O Marco de Sendai, acordo internacional que estabelece objetivos e metas para reduzir o risco de desastres no mundo, firmado durante a 3ª Conferência Mundial sobre a Redução de Risco de Desastre, em 2015, no Japão, coloca a comunicação como prioridade para a compreensão do risco de desastre, para a melhoria dos sistemas de preparação e reconstrução e para o diálogo entre as partes interessadas. Nessa direção, recomenda-se o fortalecimento de meios de comunicação, incluindo mídias sociais e meios tradicionais, big data e redes de telefonia móvel para apoiar medidas de comunicação bem-sucedida. Também se enfatiza o desenvolvimento de tecnologias sociais e sistemas de telecomunicações de monitoramento de perigos, além de canais de difusão de alerta precoce sobre desastres naturais. Nesse contexto, os meios de comunicação são chamados a assumir papel ativo e inclusivo, contribuindo para a sensibilização e entendimento público sobre riscos de desastres, em estreita cooperação com autoridades, especialistas e sociedade.

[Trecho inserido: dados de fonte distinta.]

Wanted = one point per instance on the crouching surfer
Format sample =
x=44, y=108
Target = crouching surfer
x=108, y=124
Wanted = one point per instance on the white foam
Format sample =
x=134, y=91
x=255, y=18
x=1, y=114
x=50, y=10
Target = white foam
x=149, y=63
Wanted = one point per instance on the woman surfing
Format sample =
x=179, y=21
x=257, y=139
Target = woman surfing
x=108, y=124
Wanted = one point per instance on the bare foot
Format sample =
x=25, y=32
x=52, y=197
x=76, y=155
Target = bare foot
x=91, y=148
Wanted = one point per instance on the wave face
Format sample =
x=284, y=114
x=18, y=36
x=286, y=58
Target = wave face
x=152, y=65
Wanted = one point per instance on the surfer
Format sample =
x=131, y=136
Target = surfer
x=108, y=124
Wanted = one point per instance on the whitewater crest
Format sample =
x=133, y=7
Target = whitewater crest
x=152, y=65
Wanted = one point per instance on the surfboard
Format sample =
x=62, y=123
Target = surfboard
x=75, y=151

De forma geral, pode-se dizer que temos bons marcos teóricos sobre o papel da comunicação de risco em desastre. Mas, há um longo e desafiador caminho no que diz respeito à apropriação dessa lógica e profissionalização de pessoas, em todas as esferas, para a gestão e comunicação de riscos. Autoridades, figuras públicas e veículos de comunicação devem se preparar melhor para um processo permanente de educação para riscos junto à população. Os sistemas de alerta precisam ser melhorados, gerando informações confiáveis, oportunas, simples, e que cheguem de forma rápida a todas as pessoas, especialmente aquelas em situação mais vulnerável. Por sua vez, as pessoas precisam saber o que podem ou não esperar dos sistemas de alerta e que decisão devem tomar frente aos perigos. Profissionalização e confiança são duas palavras-chave nesse caminho.

 

*Ana Karin Nunes é Doutora em Educação (UFRGS), Professora e Pesquisadora de Faculdade de Biblioteconomia e Comunicação (Fabico) da Universidade Federal do Rio Grande do Sul (UFRGS). Coordenadora do Grupo de Pesquisa Interinstitucional (UFRGS e PUCRS) Risco, Crise e Comunicação (RCCom). Vice-Diretora do Centro Universitário de Estudos e Pesquisas sobre Desastres do Rio Grande do Sul (CEPED RS).